Parece que el bar se ha segmentado en diversos negocios, conglomerados por cadenas, Hay lugares donde se desayuna y que no son específicamente una cafetería o sí, espacios con una decoración muy confortable, con sillones donde uno se toma un café con una nube de leche o le hacen un dibujito en la crema, disponen de un surtido de pastas de todo tipo acabadas de hornear, en algunos casos con la parte inferior cruda, y unas mini flautas (desterrando ese bocadillo de media barra de tortilla francesa recién hecha) con mucha lechuga, mayonesa y diversas combinaciones de ingredientes.
También existen locales que se especializan en ofrecer cereales de todo tipo con leches y licuados a elegir. No podemos olvidarnos en esta franja los locales yankees que venden litros de café en vasos de cartón reciclable con tapa, jugos de tres o cuatro combinaciones de frutas y hortalizas, pasteles de zanahoria y cookies a precios foráneos y que tanto están de moda.

Ya no hay encuentro de mediodía, las prisas y el heredado lunch, hace que muchas personas coman por la calle un bocadillo o de un táper en la oficina frente al ordenador y que se haya disminuido esa sana relación humana en pro de la eficiencia y la productividad. El bar se ha sustituido locales que ofrecen tapas y platillos o aquellos que se han especializado en la franja del vermú. Lugares con encanto que intentan evocar las bodegas de antaño, con los mismos barriles reproducidos a escala.
Por supuesto que encontramos restaurantes que ofrecen platos combinados o el menú del día, un espacio delimitado para poder realizar una comida decente, pero no para compartir una conversación con un vecino.
No me quiero mostrar nostálgico, pero seguro ese bar del que hablaba era un espacio más importante de lo que aparentemente parecía, tenía la función sumatoria que hoy desarrollan Facebook, Twitter y Tinder juntos.
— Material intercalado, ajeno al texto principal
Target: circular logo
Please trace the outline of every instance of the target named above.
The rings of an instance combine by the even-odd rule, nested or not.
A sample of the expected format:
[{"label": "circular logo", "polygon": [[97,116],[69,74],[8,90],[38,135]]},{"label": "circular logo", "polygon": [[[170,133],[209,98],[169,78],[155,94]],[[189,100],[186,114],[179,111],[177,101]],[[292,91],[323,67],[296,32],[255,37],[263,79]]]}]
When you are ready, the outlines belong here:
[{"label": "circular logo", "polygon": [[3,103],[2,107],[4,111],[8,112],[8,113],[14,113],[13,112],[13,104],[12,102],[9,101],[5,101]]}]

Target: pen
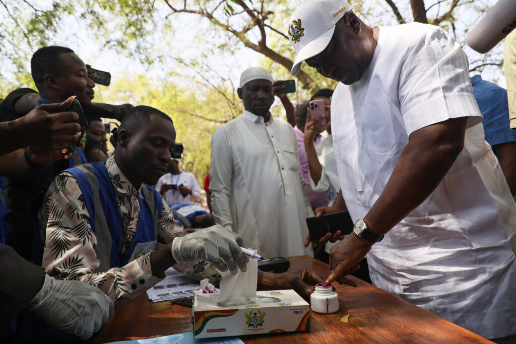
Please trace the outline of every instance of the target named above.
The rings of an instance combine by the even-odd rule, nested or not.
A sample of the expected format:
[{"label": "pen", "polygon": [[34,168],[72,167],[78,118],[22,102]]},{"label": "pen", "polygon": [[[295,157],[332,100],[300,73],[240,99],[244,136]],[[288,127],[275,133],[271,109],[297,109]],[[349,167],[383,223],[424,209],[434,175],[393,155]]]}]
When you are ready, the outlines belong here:
[{"label": "pen", "polygon": [[254,258],[257,259],[263,259],[263,257],[260,255],[256,252],[255,252],[252,250],[249,250],[249,249],[246,249],[243,247],[240,248],[240,250],[242,251],[242,253],[244,253],[244,255],[246,257],[249,257],[249,258]]}]

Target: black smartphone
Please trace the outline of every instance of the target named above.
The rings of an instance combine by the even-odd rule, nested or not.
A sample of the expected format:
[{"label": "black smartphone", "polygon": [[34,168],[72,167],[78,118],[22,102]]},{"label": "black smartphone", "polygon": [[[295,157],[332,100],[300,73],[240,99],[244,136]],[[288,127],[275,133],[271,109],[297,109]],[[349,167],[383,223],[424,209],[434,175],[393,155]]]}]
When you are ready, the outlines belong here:
[{"label": "black smartphone", "polygon": [[275,273],[282,273],[288,270],[290,261],[284,257],[269,258],[258,261],[258,269],[262,271],[272,271]]},{"label": "black smartphone", "polygon": [[284,80],[276,84],[277,86],[285,86],[285,88],[278,90],[276,93],[283,94],[285,93],[293,93],[296,92],[296,81],[294,80]]},{"label": "black smartphone", "polygon": [[334,234],[337,231],[341,231],[343,235],[347,235],[353,231],[354,225],[346,210],[325,214],[319,219],[307,218],[307,224],[312,240],[318,240],[328,232]]},{"label": "black smartphone", "polygon": [[[89,66],[87,66],[88,74],[91,73],[92,80],[95,84],[100,84],[105,86],[109,86],[111,83],[111,73],[109,72],[99,71],[98,69],[93,69]],[[89,75],[88,75],[89,76]]]},{"label": "black smartphone", "polygon": [[187,298],[180,298],[172,300],[172,303],[176,305],[181,305],[187,307],[192,307],[194,305],[194,297],[189,296]]},{"label": "black smartphone", "polygon": [[72,105],[70,106],[70,107],[65,110],[64,111],[75,112],[79,115],[79,119],[75,122],[75,123],[78,123],[79,125],[80,126],[80,132],[82,134],[81,134],[80,137],[79,137],[79,139],[77,140],[77,142],[76,142],[76,145],[78,145],[79,143],[81,142],[86,143],[86,137],[84,134],[86,132],[86,129],[88,128],[88,122],[86,121],[86,118],[84,116],[84,112],[83,111],[83,108],[81,107],[80,103],[79,103],[79,101],[76,99],[74,99],[72,101]]}]

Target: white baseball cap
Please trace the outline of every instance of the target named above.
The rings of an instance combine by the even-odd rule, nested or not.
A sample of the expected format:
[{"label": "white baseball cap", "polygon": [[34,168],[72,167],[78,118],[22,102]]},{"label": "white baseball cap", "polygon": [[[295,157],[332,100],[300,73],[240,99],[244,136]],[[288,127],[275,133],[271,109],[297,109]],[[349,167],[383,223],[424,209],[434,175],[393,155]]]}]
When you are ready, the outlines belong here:
[{"label": "white baseball cap", "polygon": [[333,36],[335,24],[353,9],[343,0],[304,0],[298,5],[288,21],[289,40],[297,56],[291,70],[295,75],[301,64],[319,54]]}]

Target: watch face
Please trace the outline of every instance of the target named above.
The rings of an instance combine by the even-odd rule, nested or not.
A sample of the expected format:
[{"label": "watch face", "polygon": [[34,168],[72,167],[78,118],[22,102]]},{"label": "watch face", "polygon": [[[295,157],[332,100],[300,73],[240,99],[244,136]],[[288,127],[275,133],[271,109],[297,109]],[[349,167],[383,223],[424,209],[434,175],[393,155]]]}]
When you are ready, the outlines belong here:
[{"label": "watch face", "polygon": [[354,232],[355,234],[358,236],[360,236],[362,232],[365,230],[367,228],[367,226],[365,225],[365,222],[364,222],[361,219],[357,221],[355,223],[354,226],[353,227],[353,231]]}]

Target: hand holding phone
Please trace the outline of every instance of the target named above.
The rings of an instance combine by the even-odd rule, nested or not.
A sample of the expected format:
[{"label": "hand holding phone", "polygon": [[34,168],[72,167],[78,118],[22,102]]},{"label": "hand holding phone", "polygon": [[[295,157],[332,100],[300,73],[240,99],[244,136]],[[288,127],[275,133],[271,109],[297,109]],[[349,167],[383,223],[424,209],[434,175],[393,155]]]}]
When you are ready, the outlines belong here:
[{"label": "hand holding phone", "polygon": [[275,94],[285,94],[296,92],[296,81],[294,80],[275,81],[272,89]]},{"label": "hand holding phone", "polygon": [[[312,121],[316,124],[312,124],[309,129],[319,133],[326,130],[326,108],[322,99],[311,101],[308,103],[308,113]],[[321,118],[324,119],[320,119]],[[307,117],[308,118],[308,117]]]},{"label": "hand holding phone", "polygon": [[347,210],[325,214],[318,219],[315,217],[307,218],[307,224],[312,241],[318,240],[329,233],[335,234],[337,231],[347,235],[351,233],[354,225]]},{"label": "hand holding phone", "polygon": [[[72,105],[70,106],[68,109],[66,109],[67,111],[75,112],[78,115],[79,115],[79,118],[77,121],[74,121],[73,122],[78,123],[79,125],[80,126],[80,136],[79,137],[78,140],[75,142],[75,145],[78,146],[83,146],[84,144],[82,143],[85,143],[86,141],[86,136],[85,136],[85,133],[86,132],[86,129],[88,127],[88,122],[86,121],[86,118],[84,116],[84,112],[83,111],[83,108],[80,106],[80,103],[79,103],[79,101],[76,99],[74,99],[72,101]],[[73,122],[70,122],[73,123]],[[84,138],[84,140],[83,139]]]}]

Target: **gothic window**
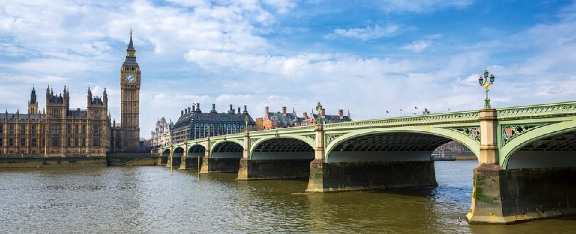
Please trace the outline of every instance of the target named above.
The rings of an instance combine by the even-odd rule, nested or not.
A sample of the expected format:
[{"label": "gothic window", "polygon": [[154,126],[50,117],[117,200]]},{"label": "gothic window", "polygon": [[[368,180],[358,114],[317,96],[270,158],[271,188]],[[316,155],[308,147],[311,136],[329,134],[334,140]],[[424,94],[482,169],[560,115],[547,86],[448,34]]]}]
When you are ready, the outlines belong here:
[{"label": "gothic window", "polygon": [[60,126],[58,123],[52,124],[52,133],[59,133],[60,132]]}]

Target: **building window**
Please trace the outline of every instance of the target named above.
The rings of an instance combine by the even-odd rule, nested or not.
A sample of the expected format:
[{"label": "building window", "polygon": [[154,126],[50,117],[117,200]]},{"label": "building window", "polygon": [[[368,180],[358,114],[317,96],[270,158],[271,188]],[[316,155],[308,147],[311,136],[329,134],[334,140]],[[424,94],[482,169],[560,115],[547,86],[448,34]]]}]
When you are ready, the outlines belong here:
[{"label": "building window", "polygon": [[58,123],[52,124],[52,133],[60,133],[60,126]]}]

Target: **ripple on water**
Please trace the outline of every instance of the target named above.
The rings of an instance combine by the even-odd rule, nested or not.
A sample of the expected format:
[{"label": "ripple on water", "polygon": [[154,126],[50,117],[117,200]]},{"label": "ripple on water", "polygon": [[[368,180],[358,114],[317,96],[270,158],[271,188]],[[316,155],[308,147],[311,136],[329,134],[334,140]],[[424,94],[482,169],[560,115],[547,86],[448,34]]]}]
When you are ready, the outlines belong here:
[{"label": "ripple on water", "polygon": [[[439,186],[302,194],[307,181],[236,181],[162,167],[0,171],[5,233],[570,232],[571,220],[454,226],[477,161],[435,163]],[[294,194],[294,193],[297,193]]]}]

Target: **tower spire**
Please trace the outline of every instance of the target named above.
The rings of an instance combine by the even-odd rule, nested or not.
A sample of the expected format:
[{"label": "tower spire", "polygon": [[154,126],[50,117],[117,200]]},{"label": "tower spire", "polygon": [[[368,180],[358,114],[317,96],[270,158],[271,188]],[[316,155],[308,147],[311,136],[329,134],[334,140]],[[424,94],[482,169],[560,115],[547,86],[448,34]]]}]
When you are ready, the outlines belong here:
[{"label": "tower spire", "polygon": [[136,51],[136,49],[134,48],[134,44],[132,42],[132,29],[130,29],[130,42],[128,43],[128,48],[126,48],[126,51]]}]

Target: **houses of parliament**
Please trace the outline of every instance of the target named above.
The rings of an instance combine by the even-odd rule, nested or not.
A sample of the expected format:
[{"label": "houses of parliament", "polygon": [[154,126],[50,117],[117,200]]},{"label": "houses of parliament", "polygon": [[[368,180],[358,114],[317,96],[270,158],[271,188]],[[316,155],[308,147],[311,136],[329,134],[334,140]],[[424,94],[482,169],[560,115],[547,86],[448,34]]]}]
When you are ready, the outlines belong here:
[{"label": "houses of parliament", "polygon": [[104,155],[137,152],[139,146],[140,67],[130,40],[120,71],[120,123],[111,122],[108,94],[93,95],[89,88],[86,108],[70,108],[70,93],[46,88],[46,105],[40,111],[32,87],[27,113],[0,113],[0,154],[47,156]]}]

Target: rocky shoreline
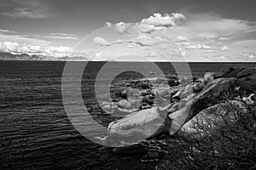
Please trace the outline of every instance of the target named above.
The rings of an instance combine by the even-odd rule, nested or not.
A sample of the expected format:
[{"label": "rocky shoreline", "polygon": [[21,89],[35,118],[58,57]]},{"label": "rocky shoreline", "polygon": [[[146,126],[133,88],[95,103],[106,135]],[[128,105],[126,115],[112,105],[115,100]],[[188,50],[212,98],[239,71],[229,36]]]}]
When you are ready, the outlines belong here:
[{"label": "rocky shoreline", "polygon": [[[114,99],[102,102],[106,112],[125,113],[108,128],[109,141],[113,142],[110,144],[120,146],[113,149],[115,153],[145,151],[151,147],[150,141],[165,141],[177,135],[202,138],[206,133],[196,126],[198,122],[214,128],[209,120],[218,120],[218,115],[232,119],[230,108],[246,113],[247,105],[255,105],[256,68],[230,68],[218,76],[207,72],[202,78],[181,83],[175,76],[127,81],[121,85],[122,90],[114,91]],[[142,142],[131,146],[137,141]]]}]

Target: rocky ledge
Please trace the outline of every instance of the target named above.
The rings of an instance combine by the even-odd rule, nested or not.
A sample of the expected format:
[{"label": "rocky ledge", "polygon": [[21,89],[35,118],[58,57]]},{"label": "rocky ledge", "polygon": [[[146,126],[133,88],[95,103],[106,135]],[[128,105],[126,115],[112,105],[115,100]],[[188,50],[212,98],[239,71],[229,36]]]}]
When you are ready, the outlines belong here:
[{"label": "rocky ledge", "polygon": [[142,145],[160,136],[195,133],[198,139],[202,138],[208,134],[197,124],[214,128],[217,125],[211,124],[211,120],[219,116],[236,120],[230,108],[245,113],[246,105],[255,105],[256,68],[231,68],[218,76],[206,73],[204,78],[183,86],[177,79],[172,80],[172,86],[169,81],[169,87],[153,88],[144,80],[129,83],[128,88],[115,94],[119,100],[102,104],[107,111],[128,113],[108,125],[109,140],[120,146],[113,150],[116,153],[131,152],[132,146],[127,145],[143,141]]}]

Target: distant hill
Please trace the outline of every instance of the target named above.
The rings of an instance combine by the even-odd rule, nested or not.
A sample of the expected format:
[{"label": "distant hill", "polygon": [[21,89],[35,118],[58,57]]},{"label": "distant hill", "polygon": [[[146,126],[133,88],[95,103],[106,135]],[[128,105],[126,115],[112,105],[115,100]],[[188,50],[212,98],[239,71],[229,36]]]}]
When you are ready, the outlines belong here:
[{"label": "distant hill", "polygon": [[0,60],[84,60],[88,59],[83,56],[74,57],[53,57],[38,54],[29,55],[27,54],[15,54],[11,53],[0,52]]}]

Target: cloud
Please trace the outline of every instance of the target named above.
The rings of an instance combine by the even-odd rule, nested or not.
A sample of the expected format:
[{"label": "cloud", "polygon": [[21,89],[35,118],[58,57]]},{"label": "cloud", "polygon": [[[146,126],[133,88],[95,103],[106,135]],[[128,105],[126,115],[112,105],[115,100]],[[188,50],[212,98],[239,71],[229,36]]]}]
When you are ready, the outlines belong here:
[{"label": "cloud", "polygon": [[177,37],[177,40],[178,42],[188,42],[189,41],[189,39],[186,37],[184,37],[184,36],[178,36],[178,37]]},{"label": "cloud", "polygon": [[228,41],[229,38],[228,37],[219,37],[218,40],[220,40],[222,42],[225,42],[225,41]]},{"label": "cloud", "polygon": [[193,44],[185,46],[187,49],[212,49],[213,48],[205,44]]},{"label": "cloud", "polygon": [[112,24],[110,22],[105,22],[104,26],[106,26],[106,27],[111,27]]},{"label": "cloud", "polygon": [[40,46],[15,42],[0,42],[0,51],[14,54],[42,54],[46,56],[62,57],[73,52],[69,47]]},{"label": "cloud", "polygon": [[167,40],[166,38],[163,38],[161,37],[156,36],[156,37],[150,37],[146,34],[141,34],[138,37],[132,38],[132,41],[139,42],[147,45],[154,45],[158,44],[160,42],[166,42]]},{"label": "cloud", "polygon": [[180,25],[184,20],[185,16],[178,13],[166,14],[165,15],[155,13],[153,16],[144,18],[135,24],[119,22],[113,25],[110,22],[106,22],[105,26],[110,27],[114,26],[119,34],[129,33],[129,31],[139,33],[152,33],[155,31],[175,27]]},{"label": "cloud", "polygon": [[125,22],[119,22],[115,25],[116,31],[120,34],[127,33],[130,24]]},{"label": "cloud", "polygon": [[44,19],[52,14],[45,1],[6,0],[2,1],[1,14],[11,18]]},{"label": "cloud", "polygon": [[153,16],[149,16],[147,19],[143,19],[141,21],[142,24],[149,25],[155,27],[174,27],[177,25],[180,24],[185,16],[182,14],[172,13],[171,15],[166,14],[162,15],[160,13],[154,14]]},{"label": "cloud", "polygon": [[253,60],[253,59],[255,59],[255,56],[254,56],[254,55],[250,55],[248,58],[249,58],[250,60]]},{"label": "cloud", "polygon": [[0,33],[16,33],[15,31],[10,31],[10,30],[5,30],[5,29],[0,29]]},{"label": "cloud", "polygon": [[16,42],[18,43],[31,43],[31,44],[38,44],[38,45],[48,45],[52,43],[49,41],[41,40],[38,38],[29,37],[27,36],[23,35],[9,35],[9,34],[1,34],[0,33],[0,40],[3,40],[5,42]]},{"label": "cloud", "polygon": [[101,37],[96,37],[93,39],[93,42],[97,44],[97,45],[101,45],[101,46],[107,46],[109,45],[109,42],[105,40],[104,38]]},{"label": "cloud", "polygon": [[226,19],[208,14],[189,14],[183,25],[169,30],[170,35],[183,35],[190,41],[219,39],[241,37],[246,31],[255,30],[256,24],[247,20]]},{"label": "cloud", "polygon": [[49,35],[39,35],[35,36],[38,37],[44,37],[44,38],[53,38],[53,39],[68,39],[68,40],[79,40],[78,37],[73,34],[66,34],[66,33],[50,33]]},{"label": "cloud", "polygon": [[12,18],[44,19],[49,17],[47,14],[32,8],[15,8],[12,12],[2,12],[1,14]]},{"label": "cloud", "polygon": [[229,49],[230,49],[230,48],[226,45],[224,45],[223,47],[221,47],[221,50],[223,50],[223,51],[227,51]]}]

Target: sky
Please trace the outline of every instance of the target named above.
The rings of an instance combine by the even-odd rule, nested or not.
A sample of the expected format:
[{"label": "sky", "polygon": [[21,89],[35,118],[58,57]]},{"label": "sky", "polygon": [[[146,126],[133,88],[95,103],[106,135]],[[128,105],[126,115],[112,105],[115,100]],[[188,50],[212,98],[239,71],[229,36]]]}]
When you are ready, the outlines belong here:
[{"label": "sky", "polygon": [[0,51],[52,60],[255,62],[255,5],[253,0],[0,0]]}]

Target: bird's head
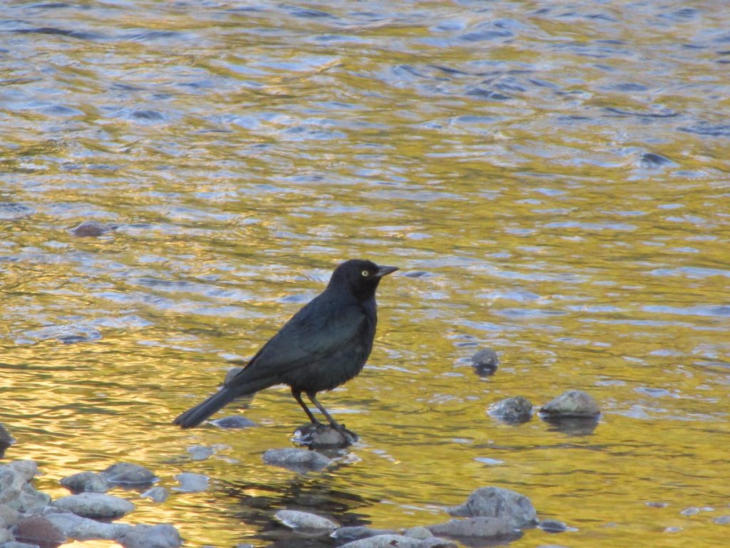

Creo que merecería un estudio en profundidad, ¿qué supuso la desaparición del bar como lugar interrelación social con la llegada de la era digital?
España era el lugar por antonomasia de los bares, pero en la actualidad ya no es así; de hecho 1.435 pueblos españoles no tienen bar, esto quizás parezca banal, pero para un pequeño pueblo el bar puede significar el centro neurálgico de sus vecinos.
¿Bares y pantallas son un antagonismo? ¿Se ha acabado la era del bar?